Euclidean geometry...subgroups

By "Euclidean transformation", do you mean a map $T\colon\mathbb{R}^2 \rightarrow \mathbb{R}^2$ , such that $T(x) = Ax + b$ , where $A$ is an orthogonal matrix, and $b$ is some vector?

If so, to show that $E^*(2)$ is a subgroup of the group of Euclidean transformations, you need to show that $E^*(2)$ is closed under composition of maps, under inverses and that it contains the neutral element.

Closed under composition:

Take $t_1,t_2\in E^*(2)$ , and say $t_1(x) = O_1x+b_1$ and $t_2(x) = O_2x+b_2$ , where $O_1$ and $O_2$ are orthogonal matrices of determinant 1. Then:

$(t_1\circ t_2)(x) = t_1(t_2(x)) = t_1(O_2x+b_2) = O_1(O_2x+b_2) + b_1 = (O_1O_2)x + (O_1b_2+b_1),$

and provided that $O_1O_2$ is an orthogonal matrix of determinant 1, this composition is indeed in $E^*(2)$ . But this is true, as you may try to show.

Closed under inverses.

Let $t\in E^*(2)$ . We need to prove that the inverse $t^{-1}$ is also an element of $E^*(2).$ Suppose $t$ is of the form $t(x)=Ox+b$ , where $O$ is orthogonal of determinant 1. Then the inverse of $t$ is $t^{-1}(x) = O^{-1}x - O^{-1}b$ . Since $O^{-1}$ is again an orthogonal matrix of determinant 1 (which you may check), the inverse is an element of $E^*(2)$ as needed.

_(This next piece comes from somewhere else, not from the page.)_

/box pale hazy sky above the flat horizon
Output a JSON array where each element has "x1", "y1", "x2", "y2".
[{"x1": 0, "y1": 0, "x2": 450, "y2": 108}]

The neutral element is there.

The neutral element is the map $T$ given by $T(x)=Ix = x$ , where $I$ is the identity matrix. This is certainly an element of $S^*(2)$ .

As for the question "Determine which of the isometries are in $E^*(2)$ ", it depends on your definition of isometry. Are you isometries linear or are they just supposed to preserve the distance in $\mathbb{R}^2$ ?

All of the Euclidean transformations preserve the distance in $\mathbb{R}^2$ , and so does $E^*(2)$ in particular. If you are thinking in geometric terms, then $E^*(2)$ consists of the maps, which are rotations followed by a translation.